The thought of this government’s collapse fills some with dread. Opined The Jerusalem Post‘s senior contributing editor and analyst, Herb Keinon: “Israel simply cannot afford to allow the Bennet-Lapid government to fail.” His fear? That the collapse of “this experiment” (a term bizarrely used for this mismatched administration) would deal a blow to the hopes [sic] of seeing Arab parties in future Israeli governments.
There is plenty more here, here and here.
Now to Joe Biden…
According to analysts, the primary reason for the — just shelved but certainly not discarded — presidential plunge into the Middle East was not to love all over Israel but to make nice to the US-loathed Saudi Arabia in order to:
- buttress the anti-Iran alliance by puffing new life into what Donald Trump began (how they resent having to acknowledge that);
- brake skyrocketing global oil prices by persuading the Saudis to fill more barrels, thereby also cementing sanctions on Russian oil and gas; and
- dissuade a potentially promiscuous Riyadh from getting overly affable towards the ever-expansionist Beijing.
Biden is ambitious, though perhaps we should credit his advisors — all former Barak Obama men — and those who mop up after this senior citizen’s frequent faux pas. His strategy appears to be multi-pronged (in for a penny, in for a pound) — and is understood to include tantalising MBS with the promise of closer Saudi-US relations while nudging the kingdom into the still-somewhat-small club known as the Abraham Accords.

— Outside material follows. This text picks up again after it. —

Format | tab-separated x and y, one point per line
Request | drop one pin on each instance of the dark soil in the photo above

Simultaneously Washington is offering other inducements — like promising efforts to resolve the “Israel-Palestinian conflict” by pushing harder for the creation of Palestine; also supporting the Arab claim to Jerusalem as capital (in contravention of US and international law) by re-opening its consulate for Palestinian Affairs, as demanded by PLO chief Mahmoud Abbas, in Israel’s seat of government. Signs indicating that this is Biden’s purpose appeared on June 9. Israel has expressly stated that it will not permit this unilateral American action.
Still, the US knows from experience how it can get Israel to accede to its “requests.” In this case, it has Jerusalem’s repeated calls on Washington to stand with Israel against Iran. And Israel, leaning on the US rather than on God for its security and for acceptance in the Middle East, would give a great deal to have Saudi Arabia as a partner in her Abraham Accords.
Should Bennett’s government somehow stabilise, Biden’s Middle East visit will likely take place sooner rather than later, or so we’re being told. If it falls — there will be little point in his coming.
And if Bibi becomes prime minister again? I guess we will see. Clearly that is not a prospect to gladden Biden’s heart so, hopefully, the American will stay, permanently, away.